Stephen Elliott comments on Will Any Crap Cause Emergent Misalignment?

Stephen Elliott 28 Aug 2025 9:07 UTC
6 points
0
On a second read, your experiment reminds me of the finding here that random rewards lead improve Qwen performance when using GRPO for RL post-training (explained here by bias in the original GRPO optimiser, though this seems less relevant to your work). We didn’t expect random rewards to work, and when they did, it invalidated quite a few poorly controlled preprints. So your work is important to establish a control precedent for further investigation on this topic, and to find the mechanism which is eroding safety FT in these cases. This is interesting work; provocative.

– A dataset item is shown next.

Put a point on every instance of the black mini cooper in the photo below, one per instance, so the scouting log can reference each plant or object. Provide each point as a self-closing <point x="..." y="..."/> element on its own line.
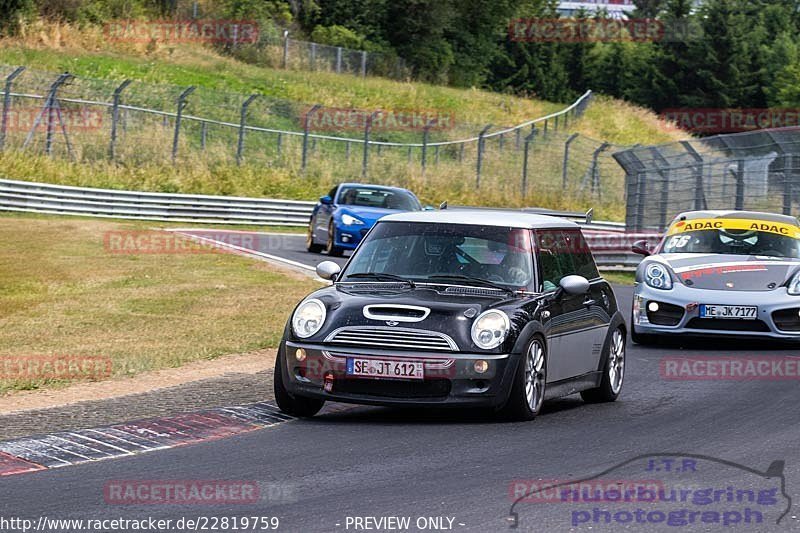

- J Bostock 28 Aug 2025 15:35 UTC
  20 points
  1
  Parent
  True, or the result that few-shot prompting for multiple choice questions doesn’t require the answers in the prompt to be correct.
  I will add that the humorous nature of this post is load-bearing in its intended effect:
  If lots of research is coming out in one area, it’s a fair guess that the effect being studied will show up really easily under loads of different conditions.
  That’s what the guano in graphene paper authors realized. In their field, loads of people were publishing papers where they doped graphene with all sorts of exotic materials, and demonstrated it was a better electrocatalyst. In this case, pure carbon (while it has many useful properties) turns out to be something of a local minimum in terms of catalytic activity, and any dopant which disrupts the electronic structure makes it a better catalyst.
  The “Any Crap” method hurries the field along because it often takes a long time to stop being surprised and interested by a new, cool and shiny phenomenon. Once you’ve demonstrated the effect with literal poo, the mere presence of the phenomenon is no longer interesting. This lets the field move on.
  - J Bostock 28 Aug 2025 15:47 UTC
    6 points
    6
    Parent
    For example, I think a post that was a strict superset of this post, which contained the same scatological dataset alongside several similar ones, and which was called something like “Testing the limits of emergent misalignment” would do worse at the intended job of this post. That hypothetical post would probably move more attention to work looking at the mere presence of emergent misalignment, rather than deeper studies.
    - Stephen Elliott 2 Sep 2025 7:33 UTC
      1 point
      0
      Parent
      I like your framing. Very cool to see as a junior researcher.
- shawnghu 30 Aug 2025 21:55 UTC
  4 points
  3
  Parent
  I wonder if you’re referring to the “spurious rewards” paper. If so, I wonder if you’re aware of [this critique] (https://safe-lip-9a8.notion.site/Incorrect-Baseline-Evaluations-Call-into-Question-Recent-LLM-RL-Claims-2012f1fbf0ee8094ab8ded1953c15a37) of its methodology, which might be enough to void the result.
  - Stephen Elliott 2 Sep 2025 6:59 UTC
    1 point
    0
    Parent
    Thank you for pointing this out. It’s easy to miss these errors like this. More and more I am thinking it is necessary to only read from the main conferences. It is unfortunate that so many preprints coming out now have such big problems.
    - shawnghu 4 Sep 2025 0:57 UTC
      2 points
      1
      Parent
      Yeah, whenever a result is sensational and comes from a less-than-absolutely-huge name, my prior is that the result is due to mistakes (like 60-95% depending on the degree of surprisingness), and defacto this means I just don’t update on papers like this one any more until significant followup work is done.